Владимир Познер: Не то же самое. Во-первых, никто мне не говорит тему, тему я выбираю сам – это принципиально важно. И нет этого императива, что я обязан заранее сказать, кого я приглашаю. Я просто понимаю, что я могу пригласить, опять называю Навального, но когда я его приглашу, мне скажут – нет, на Первом канале Навального быть не может. Это определенная цензура, конечно, она не официальная, но это можно вполне назвать цензурой.
С этим я могу примириться или не примириться, я на это пошел. Есть ли серьезная разница между Роджером Эйлсом, который поставил вопрос ребром, что либо вы подписываете контракт, в котором это указано, и Первым каналом, который не требует, чтобы я подписал такой контракт, но тем не менее требует, чтобы я сообщал, кого я приглашаю? Есть разница. Она не очень большая, но она есть, по моему внутреннему ощущению.
Я просто понимаю, что работаю в определенной системе и могу очень многое, и многие говорят: «как вам это удается?». Кроме того, я не знаю, смотрите вы мою программу или нет, но в конце я часто позволяю себе довольно резкие «прощалки».

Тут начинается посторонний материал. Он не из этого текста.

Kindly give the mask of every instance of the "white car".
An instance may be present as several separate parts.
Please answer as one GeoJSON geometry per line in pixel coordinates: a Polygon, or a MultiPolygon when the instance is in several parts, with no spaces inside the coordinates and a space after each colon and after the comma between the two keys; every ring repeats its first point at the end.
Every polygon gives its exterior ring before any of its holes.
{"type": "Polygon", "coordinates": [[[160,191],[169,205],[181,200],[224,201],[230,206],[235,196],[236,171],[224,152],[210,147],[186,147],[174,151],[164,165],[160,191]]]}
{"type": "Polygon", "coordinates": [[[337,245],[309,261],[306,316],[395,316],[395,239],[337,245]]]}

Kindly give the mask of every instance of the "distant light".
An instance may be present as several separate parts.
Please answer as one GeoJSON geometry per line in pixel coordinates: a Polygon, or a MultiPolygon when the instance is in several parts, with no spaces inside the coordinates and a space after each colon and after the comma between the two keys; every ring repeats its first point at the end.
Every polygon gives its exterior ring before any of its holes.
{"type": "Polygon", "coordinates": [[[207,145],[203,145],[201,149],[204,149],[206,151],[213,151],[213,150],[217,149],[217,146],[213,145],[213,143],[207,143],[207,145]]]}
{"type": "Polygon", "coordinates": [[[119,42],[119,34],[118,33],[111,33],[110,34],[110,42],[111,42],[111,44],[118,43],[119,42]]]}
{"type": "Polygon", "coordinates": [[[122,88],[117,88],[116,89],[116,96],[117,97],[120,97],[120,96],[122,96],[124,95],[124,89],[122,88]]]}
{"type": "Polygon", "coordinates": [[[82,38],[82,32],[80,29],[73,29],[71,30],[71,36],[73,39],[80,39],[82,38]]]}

Я могу это делать, а в Штатах сегодня я бы точно не мог – это правда. Я могу по нашему телевидению высказать какую-то позитивную мысль об Америке, в Америке, поверьте мне, я по телевидению не могу сказать ничего позитивного о России. Но если вы мне скажете – «что, у нас все так замечательно?» – нет, но пока мне удается делать то, что я хочу. Ну а что будет завтра, я не знаю.